Challenges in Detection

Several factors contribute to the difficulty in detecting these malicious packages. The legitimate code within them often passes functional testing and code reviews. Additionally, the technique known as typosquatting—where the names of the packages are similar to legitimate ones (e.g., Sharp7 vs. Sharp7Extend)—increases the likelihood of accidental installations in operational technology (OT) environments. The inclusion of genuine libraries further obscures red flags during integration testing.

Randomized and probabilistic activation of the malicious code makes systematic interference appear as random failures, complicating detection efforts. The significant delays between installation and activation hinder forensic investigations, often resulting in impacts being observed long after the initial installation. To further evade automated detection, the attacker varied author metadata and forged signature artifacts.

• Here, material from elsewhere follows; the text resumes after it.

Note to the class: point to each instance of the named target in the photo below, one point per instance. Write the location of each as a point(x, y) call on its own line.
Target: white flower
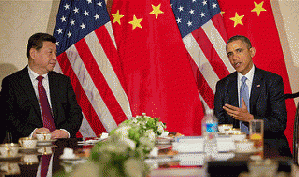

Building a Resilient Supply Chain

To counteract the risks posed by this NuGet campaign, organizations must take immediate and long-term steps to enhance their supply chain resilience. Here are several recommended actions:

– **Audit Dependencies**: Conduct an inventory of .NET packages and promptly remove or replace any of the nine identified malicious packages.
– **Enforce Dependency Hygiene**: Require verified publisher metadata, prohibit typosquatted names, and limit package sources to approved registries.
– **Integrate Scanning Protocols**: Implement Software Bill of Materials (SBOM) checks and static analysis in CI/CD pipelines to identify time-based logic, unusual extension methods, or obfuscated trigger code.
– **Monitor for Anomalies**: Set up alerts for date checks, randomized control flows, or unusual usage of Process.Kill() and extension methods within dependencies.
– **Validate ICS Integrity**: For industrial environments, ensure write-verification for PLC commands, establish baseline PLC success rates, and monitor for sudden drops in write confirmations.
– **Harden Supply Chain Policies**: Enforce least privilege for package installation, require thorough code reviews for third-party libraries, and apply strict change control for OT components.

By implementing these best practices, organizations can bolster their software supply chains and mitigate the risks associated with hidden malicious logic. This incident highlights how supply-chain attacks can weaponize trusted code and exploit time delays to inflict significant damage while remaining under the radar.